At the heart of the strife is the differing priorities that are part and parcel of Vector's set-up. The trust is elected by and administers shares on behalf of power users in Auckland, Papakura and Manukau. The tipping of its hat in that direction underpinned the dispute with the Commerce Commission, which claimed Vector was giving cheaper power to its beneficiaries and overcharging others customers, especially business customers. Vector initially reacted sharply to the threat of price controls, saying it would review plans for further investment in its networks. Subsequently, approaches by the trust and Mr Stiassny to the commission led to a draft settlement.
The trust is intent, as far as possible, on protecting the position of its beneficiaries. But that means the most astute, most profitable business option is not always taken. Nor can the trust's ideas have tallied on all occasions with wider visions that the departed independent directors had for Vector. It is difficult, if not impossible, for the trust's board members to act always in the company's best interests, or to comply with a 2004 High Court ruling that trustees must consider the interests of Vector paramount. Election campaign pledges were judged to be of lower priority, a telling commentary on the company's odd character.
The independent directors had other reasons to feel dismayed. Mr Goulter, whose place on the board was surely a result of his experience dealing with regulatory issues while managing Auckland International Airport, was replaced as chairman of the board's risk and assurance committee by trust representative Karen Sherry. As that committee oversees relations with the Commerce Commission, this was a startling message of intent. It was also staggeringly inept, considering, as Mr Muir put it, the "skill-set gaps" on the board.
Trust chairman Warren Kyd has tried to make light of the departures. The market decreed otherwise.

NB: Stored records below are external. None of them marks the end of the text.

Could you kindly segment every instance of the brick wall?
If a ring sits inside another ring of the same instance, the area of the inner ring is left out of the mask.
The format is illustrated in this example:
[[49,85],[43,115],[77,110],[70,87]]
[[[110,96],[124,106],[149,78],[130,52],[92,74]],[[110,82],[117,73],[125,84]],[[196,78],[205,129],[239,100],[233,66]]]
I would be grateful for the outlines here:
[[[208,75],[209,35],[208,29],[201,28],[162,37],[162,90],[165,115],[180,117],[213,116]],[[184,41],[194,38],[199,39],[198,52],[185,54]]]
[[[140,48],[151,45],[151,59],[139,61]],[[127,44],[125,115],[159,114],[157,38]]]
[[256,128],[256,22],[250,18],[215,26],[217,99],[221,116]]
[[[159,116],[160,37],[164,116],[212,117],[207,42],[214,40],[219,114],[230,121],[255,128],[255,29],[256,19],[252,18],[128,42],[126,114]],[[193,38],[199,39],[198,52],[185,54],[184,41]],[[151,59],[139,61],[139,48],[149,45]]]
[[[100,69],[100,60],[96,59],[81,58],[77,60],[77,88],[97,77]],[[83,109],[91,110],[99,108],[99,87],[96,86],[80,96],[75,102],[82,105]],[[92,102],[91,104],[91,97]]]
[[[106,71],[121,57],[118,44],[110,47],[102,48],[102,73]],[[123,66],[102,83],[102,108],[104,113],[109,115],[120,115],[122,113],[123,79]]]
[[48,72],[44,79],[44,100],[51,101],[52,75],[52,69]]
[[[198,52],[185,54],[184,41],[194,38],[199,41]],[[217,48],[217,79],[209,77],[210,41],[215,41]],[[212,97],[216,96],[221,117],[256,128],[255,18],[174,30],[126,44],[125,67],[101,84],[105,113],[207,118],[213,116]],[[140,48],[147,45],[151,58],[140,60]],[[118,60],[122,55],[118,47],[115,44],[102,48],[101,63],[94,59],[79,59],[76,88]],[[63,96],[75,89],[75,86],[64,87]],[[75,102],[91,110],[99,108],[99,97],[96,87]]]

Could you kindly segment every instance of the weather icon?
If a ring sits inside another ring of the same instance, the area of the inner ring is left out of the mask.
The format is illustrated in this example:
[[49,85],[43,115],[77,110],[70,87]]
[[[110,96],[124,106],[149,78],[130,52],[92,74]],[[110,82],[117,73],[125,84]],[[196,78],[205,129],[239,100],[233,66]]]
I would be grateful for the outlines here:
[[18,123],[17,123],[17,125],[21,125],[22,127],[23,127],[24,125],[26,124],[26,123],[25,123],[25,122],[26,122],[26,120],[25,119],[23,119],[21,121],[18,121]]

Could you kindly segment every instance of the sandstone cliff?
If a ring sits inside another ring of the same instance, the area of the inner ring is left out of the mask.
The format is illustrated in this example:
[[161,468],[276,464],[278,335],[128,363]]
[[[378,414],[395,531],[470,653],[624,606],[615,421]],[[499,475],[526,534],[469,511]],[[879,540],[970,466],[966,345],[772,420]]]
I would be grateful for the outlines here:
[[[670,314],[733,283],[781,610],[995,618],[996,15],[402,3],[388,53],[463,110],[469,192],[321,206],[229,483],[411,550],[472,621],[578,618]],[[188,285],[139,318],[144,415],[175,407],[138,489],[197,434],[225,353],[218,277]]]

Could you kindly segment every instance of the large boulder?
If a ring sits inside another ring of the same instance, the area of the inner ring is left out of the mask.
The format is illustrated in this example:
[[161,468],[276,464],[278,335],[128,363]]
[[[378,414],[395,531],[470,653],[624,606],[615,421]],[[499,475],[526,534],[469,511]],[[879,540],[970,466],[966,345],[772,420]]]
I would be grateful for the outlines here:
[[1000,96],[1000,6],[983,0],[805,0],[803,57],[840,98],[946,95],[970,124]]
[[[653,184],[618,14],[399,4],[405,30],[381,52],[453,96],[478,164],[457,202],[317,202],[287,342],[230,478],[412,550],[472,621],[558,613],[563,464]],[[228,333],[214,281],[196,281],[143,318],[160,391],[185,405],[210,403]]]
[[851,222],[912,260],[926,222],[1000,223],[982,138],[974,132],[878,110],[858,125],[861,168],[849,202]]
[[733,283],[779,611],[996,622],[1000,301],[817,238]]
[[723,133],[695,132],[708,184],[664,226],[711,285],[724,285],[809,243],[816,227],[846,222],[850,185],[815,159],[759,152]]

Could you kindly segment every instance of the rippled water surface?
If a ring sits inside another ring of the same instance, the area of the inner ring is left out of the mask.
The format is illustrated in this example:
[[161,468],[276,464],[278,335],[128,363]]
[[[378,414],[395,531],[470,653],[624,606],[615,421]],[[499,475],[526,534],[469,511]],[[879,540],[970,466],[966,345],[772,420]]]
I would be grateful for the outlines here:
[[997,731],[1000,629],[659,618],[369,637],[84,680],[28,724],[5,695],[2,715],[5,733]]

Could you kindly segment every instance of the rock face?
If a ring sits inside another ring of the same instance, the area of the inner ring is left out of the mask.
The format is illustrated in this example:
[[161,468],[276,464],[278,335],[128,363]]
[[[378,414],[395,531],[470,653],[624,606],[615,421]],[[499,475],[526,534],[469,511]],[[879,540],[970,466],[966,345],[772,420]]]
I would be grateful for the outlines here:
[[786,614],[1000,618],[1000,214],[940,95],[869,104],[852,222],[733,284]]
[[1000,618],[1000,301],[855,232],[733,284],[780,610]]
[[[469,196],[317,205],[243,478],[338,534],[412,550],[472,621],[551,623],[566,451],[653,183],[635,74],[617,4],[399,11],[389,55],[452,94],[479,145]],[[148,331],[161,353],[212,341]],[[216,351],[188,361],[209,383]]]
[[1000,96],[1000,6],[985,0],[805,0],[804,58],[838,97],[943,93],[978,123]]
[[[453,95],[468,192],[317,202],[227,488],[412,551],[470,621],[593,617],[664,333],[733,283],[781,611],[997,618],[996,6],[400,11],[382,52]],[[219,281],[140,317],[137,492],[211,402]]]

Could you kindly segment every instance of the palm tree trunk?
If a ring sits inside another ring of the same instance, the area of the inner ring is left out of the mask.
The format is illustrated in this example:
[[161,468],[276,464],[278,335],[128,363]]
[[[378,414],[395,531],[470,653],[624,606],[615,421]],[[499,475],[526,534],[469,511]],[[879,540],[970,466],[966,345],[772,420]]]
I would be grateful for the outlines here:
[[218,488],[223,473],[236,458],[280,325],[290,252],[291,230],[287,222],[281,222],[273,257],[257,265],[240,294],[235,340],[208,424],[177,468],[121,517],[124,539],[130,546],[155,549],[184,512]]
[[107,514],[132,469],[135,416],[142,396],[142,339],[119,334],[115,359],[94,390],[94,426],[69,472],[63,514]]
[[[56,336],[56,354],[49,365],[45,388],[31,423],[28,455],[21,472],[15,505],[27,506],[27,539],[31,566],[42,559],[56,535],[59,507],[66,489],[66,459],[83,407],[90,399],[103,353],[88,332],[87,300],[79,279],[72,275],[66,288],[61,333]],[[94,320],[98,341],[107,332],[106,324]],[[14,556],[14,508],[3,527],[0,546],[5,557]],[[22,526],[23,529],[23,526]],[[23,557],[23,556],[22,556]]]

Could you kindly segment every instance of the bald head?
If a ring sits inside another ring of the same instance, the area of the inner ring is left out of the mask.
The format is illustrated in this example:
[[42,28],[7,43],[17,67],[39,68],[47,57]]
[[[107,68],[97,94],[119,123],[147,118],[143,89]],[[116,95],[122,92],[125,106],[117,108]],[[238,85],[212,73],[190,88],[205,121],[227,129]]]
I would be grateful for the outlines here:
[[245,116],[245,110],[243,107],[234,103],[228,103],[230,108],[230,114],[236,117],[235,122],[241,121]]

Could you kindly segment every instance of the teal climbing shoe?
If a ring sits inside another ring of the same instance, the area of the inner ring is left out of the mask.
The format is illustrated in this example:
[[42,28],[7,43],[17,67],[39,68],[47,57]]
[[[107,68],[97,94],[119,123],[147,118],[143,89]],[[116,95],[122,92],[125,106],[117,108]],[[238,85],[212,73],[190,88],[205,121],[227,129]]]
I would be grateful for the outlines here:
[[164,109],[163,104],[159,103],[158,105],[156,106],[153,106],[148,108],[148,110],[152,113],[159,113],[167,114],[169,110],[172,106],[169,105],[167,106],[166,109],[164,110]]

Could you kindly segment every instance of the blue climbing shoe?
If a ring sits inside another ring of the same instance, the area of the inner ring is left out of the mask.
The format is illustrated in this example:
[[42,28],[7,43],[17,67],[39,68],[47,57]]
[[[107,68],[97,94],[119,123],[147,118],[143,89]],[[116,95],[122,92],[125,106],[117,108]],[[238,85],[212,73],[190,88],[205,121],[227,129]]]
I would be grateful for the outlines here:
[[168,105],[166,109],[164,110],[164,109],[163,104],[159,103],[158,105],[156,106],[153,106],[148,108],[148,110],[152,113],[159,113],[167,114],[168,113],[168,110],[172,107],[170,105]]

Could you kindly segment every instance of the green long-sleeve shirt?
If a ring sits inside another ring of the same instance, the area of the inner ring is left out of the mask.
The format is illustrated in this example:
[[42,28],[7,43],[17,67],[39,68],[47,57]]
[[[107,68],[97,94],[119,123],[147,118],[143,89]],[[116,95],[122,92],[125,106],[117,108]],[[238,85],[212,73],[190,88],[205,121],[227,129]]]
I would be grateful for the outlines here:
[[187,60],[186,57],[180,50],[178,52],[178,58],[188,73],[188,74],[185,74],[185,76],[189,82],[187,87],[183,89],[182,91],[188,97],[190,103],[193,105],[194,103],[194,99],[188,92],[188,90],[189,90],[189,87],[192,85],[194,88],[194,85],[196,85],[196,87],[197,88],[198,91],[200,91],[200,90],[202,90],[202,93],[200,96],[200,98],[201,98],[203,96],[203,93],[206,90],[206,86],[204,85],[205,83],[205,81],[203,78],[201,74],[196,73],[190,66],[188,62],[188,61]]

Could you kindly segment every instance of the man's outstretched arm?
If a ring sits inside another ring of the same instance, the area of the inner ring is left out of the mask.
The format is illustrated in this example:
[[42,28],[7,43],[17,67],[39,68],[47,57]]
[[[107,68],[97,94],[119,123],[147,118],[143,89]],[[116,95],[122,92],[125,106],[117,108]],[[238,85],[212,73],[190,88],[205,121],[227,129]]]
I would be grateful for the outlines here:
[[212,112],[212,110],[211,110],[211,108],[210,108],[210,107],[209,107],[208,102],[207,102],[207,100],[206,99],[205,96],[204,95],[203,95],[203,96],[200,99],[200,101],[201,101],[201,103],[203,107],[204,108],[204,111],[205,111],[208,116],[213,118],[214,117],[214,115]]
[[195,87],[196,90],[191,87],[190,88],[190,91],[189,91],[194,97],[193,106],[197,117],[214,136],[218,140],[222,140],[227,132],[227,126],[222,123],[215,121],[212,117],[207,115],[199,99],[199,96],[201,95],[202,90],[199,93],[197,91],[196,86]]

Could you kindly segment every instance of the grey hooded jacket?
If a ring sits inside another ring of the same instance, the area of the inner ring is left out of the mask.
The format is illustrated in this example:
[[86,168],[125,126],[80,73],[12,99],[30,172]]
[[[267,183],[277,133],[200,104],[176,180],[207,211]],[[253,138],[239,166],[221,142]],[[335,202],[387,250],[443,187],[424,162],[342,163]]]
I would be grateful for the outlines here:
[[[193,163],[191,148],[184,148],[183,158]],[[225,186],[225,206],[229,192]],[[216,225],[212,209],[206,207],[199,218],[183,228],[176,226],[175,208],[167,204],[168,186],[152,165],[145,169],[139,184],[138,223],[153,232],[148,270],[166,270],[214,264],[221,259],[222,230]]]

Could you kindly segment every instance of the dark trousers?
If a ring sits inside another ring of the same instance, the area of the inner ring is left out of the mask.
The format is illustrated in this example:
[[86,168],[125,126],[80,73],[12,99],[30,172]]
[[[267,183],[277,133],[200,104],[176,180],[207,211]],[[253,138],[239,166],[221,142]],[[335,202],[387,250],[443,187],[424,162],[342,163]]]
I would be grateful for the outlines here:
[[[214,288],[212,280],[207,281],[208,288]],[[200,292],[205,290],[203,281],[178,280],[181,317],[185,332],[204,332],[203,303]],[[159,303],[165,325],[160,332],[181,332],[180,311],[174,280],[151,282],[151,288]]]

Its first reaction sent Vector's stock down 9 per cent, wiping $222 million off the value of the company. Whatever the recovery, it will not stop continuing questions about the future of a company burdened by an unmanageable structure. These will continue until that structure is rectified, either through Vector returning to public ownership, as happened with Ports of Auckland, or total privatisation.
Privatisation is the best option. Gone would be the problems inherent in an elected public trust operating in the commercial arena. The public interest in utility networks is best served by competition between private suppliers, with Commerce Commission regulation where necessary. Certainly, that would be better than Vector's dysfunctional halfway house and half-pie governance.